Future back-page blurbs will say: 'Good book' - Lawrence, Felt  

So off went the blue-visor'd hat man. A man on a mission. A mission to claim his rightful place in the history of underground British pop. Water Orton's Tom Verlaine, Old Street's Lou Reed. Well, have I learnt my lesson - will I talk to people in bands again? Possibly not!
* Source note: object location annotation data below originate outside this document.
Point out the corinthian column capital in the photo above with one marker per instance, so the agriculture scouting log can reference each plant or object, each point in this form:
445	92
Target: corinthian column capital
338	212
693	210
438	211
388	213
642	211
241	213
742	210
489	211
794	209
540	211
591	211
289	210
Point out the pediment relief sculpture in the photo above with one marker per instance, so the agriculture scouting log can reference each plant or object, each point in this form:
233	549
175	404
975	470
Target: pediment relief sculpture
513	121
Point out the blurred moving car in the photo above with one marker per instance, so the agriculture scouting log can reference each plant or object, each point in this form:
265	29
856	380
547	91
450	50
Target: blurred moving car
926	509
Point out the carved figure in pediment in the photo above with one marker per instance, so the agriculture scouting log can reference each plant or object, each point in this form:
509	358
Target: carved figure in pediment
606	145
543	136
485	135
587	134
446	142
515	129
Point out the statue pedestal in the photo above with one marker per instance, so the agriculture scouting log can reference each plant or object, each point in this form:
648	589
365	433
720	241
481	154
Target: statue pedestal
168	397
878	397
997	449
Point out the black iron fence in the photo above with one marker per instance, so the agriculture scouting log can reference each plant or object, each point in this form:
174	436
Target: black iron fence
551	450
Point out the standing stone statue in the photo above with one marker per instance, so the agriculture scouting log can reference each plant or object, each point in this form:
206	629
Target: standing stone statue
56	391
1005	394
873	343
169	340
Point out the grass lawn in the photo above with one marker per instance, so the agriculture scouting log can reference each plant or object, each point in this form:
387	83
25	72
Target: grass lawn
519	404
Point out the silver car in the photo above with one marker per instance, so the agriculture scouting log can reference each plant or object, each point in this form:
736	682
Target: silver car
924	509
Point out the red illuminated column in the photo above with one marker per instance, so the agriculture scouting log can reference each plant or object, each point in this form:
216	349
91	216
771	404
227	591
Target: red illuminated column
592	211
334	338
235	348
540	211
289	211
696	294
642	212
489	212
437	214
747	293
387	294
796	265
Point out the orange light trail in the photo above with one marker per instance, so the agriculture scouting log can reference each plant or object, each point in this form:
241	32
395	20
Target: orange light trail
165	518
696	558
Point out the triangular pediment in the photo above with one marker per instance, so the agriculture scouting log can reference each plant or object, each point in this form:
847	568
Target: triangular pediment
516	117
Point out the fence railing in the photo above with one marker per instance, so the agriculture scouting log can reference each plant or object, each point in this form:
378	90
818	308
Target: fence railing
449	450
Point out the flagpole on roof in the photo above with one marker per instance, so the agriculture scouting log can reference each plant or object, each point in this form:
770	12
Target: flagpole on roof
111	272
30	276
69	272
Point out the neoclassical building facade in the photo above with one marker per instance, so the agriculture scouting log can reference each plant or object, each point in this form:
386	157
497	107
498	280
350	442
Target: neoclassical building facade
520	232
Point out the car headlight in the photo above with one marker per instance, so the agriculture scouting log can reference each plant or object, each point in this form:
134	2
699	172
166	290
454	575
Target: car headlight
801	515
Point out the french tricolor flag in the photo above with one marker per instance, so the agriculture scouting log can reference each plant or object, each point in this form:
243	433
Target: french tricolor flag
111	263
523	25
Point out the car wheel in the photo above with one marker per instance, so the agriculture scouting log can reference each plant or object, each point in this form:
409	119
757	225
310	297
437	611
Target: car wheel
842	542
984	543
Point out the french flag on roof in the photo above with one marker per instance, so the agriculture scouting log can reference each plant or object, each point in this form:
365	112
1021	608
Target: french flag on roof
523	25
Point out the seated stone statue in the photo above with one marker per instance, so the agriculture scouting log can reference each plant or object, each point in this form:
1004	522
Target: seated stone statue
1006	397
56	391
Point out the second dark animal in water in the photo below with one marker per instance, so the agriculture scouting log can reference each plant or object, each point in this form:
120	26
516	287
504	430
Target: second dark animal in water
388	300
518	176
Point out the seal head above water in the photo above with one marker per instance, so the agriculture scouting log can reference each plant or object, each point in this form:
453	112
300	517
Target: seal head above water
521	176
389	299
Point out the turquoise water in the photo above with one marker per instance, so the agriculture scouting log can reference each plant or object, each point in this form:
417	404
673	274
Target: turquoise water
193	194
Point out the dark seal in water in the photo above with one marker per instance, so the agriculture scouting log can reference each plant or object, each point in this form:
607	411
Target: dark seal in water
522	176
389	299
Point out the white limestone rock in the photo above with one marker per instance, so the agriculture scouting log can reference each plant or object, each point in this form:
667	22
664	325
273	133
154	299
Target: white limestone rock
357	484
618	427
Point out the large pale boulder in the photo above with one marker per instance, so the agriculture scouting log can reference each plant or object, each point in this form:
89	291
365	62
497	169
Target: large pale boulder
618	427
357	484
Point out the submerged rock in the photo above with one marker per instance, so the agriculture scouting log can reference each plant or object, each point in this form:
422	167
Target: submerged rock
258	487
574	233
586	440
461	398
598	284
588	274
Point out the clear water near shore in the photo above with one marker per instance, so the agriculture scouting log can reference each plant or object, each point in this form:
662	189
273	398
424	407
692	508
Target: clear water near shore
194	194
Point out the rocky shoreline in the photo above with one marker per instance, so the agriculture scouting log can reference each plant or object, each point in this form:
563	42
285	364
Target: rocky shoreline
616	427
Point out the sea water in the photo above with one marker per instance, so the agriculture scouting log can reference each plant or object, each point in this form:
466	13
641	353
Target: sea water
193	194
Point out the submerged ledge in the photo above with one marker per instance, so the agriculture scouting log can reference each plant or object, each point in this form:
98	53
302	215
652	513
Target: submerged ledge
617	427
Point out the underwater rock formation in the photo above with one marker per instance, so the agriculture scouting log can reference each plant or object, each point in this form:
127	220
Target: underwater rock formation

But either way, I make a special case for Lawrence, because ... because, well the music is so great. Achingly beautiful (Maurice Deebank's guitar parts especially), epic and mysterious, and shot through with poetry and melancholy. Ah, yes, shot through with poetry:

I've read your po-e-try
It wasn't saying what it should ... I've read your po-e-try
It was sometimes good

I was about 19 or 20 when I first start hearing this stuff (not sure how, given John Peel was apparently reluctant to play Felt). If anything it sounds better now than it did 35 years ago. There! That's what I should have said to the bloke who admired my taste in Russian literature. And now class, here's a poem:

I didn't want the world to know
That sunlight bathed the golden glow
Loneliness is like a disease
Triggers off my sense of unease
I was lonely till I found the reason
The reason was me
Oh, Penelope Tree
Why don't you just enter the night?
Why don't you just do what you like?
Loneliness and all that heartache
That's something I just can't take
You've got your head on back to front
That's easy, so easy for me
Oh, that's easy for me
You know that's easy for me
Oh, Penelope Tree
Hey, tell me: Why are you so scared?